Status: Current legislation

= Seismic Hazards Mapping Act =

California law

The Seismic Hazard Mapping Act ("The Act") was enacted by the California legislature in 1990 following the Loma Prieta earthquake of 1989. The Act requires the California State Geologist to create maps delineating zones where data suggest amplified ground shaking, liquefaction, or earthquake-induced landsliding may occur ("seismic hazard zones").

The Act requires responsible agencies to approve only projects within seismic hazard zones following a site-specific investigation to determine if the hazard is present and inclusion of appropriate mitigation(s) if so. The Act also requires disclosure by real estate sellers and agents at the time of sale if a property is within one of the designated seismic hazard zones.

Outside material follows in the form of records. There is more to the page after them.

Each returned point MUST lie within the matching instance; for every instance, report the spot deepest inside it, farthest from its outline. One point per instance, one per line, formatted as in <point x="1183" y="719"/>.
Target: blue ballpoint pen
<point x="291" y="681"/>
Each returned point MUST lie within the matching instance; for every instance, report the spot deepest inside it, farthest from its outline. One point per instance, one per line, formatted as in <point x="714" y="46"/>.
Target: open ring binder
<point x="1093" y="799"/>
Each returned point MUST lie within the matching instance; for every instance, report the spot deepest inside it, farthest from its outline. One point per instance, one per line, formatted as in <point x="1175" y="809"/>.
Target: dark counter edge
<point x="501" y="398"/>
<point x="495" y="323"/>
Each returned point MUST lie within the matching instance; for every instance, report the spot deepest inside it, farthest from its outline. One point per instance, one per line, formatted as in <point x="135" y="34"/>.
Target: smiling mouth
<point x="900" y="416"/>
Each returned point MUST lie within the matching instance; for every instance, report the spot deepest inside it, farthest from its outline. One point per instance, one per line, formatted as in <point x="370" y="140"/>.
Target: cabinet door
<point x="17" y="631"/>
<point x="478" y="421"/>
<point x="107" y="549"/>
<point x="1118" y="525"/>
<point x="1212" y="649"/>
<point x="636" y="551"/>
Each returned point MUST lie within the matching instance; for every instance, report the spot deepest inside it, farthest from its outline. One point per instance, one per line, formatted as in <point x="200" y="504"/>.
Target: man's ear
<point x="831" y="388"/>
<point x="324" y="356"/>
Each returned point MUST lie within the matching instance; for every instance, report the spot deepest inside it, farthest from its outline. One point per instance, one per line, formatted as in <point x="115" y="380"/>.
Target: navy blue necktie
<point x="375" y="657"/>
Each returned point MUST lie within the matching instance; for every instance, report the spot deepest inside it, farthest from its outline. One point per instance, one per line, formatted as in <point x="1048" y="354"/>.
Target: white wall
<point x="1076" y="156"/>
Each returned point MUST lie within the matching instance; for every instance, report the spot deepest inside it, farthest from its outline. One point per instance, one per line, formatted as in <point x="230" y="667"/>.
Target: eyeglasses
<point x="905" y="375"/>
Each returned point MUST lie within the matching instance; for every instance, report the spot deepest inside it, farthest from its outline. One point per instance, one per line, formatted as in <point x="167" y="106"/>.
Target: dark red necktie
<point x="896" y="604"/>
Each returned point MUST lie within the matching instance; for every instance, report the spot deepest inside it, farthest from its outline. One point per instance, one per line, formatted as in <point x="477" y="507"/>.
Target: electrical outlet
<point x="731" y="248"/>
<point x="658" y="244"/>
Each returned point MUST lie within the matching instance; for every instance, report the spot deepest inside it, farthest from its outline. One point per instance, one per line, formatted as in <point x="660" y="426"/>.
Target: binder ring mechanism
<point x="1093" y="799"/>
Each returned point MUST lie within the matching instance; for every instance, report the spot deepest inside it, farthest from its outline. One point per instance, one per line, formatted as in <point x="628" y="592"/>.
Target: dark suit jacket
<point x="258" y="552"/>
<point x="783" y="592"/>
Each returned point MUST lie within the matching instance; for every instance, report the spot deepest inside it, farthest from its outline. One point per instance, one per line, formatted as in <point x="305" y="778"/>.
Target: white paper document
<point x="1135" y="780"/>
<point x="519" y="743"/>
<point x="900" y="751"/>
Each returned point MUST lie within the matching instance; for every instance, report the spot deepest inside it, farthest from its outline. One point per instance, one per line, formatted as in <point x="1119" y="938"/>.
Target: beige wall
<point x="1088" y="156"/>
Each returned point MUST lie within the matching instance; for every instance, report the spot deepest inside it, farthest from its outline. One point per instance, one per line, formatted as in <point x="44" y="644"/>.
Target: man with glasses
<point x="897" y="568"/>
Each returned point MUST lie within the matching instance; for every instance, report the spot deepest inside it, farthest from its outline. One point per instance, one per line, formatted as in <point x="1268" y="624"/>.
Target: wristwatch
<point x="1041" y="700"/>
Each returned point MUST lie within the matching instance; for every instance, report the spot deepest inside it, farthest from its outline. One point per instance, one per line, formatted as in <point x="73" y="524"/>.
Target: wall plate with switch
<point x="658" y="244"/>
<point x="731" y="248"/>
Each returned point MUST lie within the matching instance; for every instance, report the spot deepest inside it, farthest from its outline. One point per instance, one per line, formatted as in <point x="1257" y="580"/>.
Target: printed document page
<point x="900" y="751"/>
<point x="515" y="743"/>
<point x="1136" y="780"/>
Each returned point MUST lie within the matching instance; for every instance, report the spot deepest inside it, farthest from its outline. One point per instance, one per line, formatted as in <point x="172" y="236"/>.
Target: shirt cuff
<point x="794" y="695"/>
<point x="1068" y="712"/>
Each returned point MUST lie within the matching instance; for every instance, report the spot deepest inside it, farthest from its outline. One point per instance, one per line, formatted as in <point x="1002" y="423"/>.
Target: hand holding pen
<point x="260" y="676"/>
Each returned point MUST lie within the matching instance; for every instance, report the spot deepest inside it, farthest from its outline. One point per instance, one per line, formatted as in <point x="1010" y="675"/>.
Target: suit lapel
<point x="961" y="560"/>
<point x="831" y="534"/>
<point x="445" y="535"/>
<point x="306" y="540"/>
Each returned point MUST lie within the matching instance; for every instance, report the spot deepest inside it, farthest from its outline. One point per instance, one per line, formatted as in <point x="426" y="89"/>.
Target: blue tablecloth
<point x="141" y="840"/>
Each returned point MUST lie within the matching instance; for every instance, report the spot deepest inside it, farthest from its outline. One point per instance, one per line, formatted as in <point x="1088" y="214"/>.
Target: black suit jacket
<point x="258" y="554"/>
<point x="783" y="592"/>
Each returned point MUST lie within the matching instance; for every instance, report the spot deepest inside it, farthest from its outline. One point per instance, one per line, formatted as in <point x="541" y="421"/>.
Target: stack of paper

The Act called for the creation of an advisory board to the State Mining and Geology Board to advise on the Act's implementation. In a 2004 update to the seismic hazard zone mapping guidelines, this advisory body concluded the amplified ground motion hazard was already sufficiently addressed by the 2001 California Building Code. Consequently, zones for this hazard are not being mapped by the State Geologist.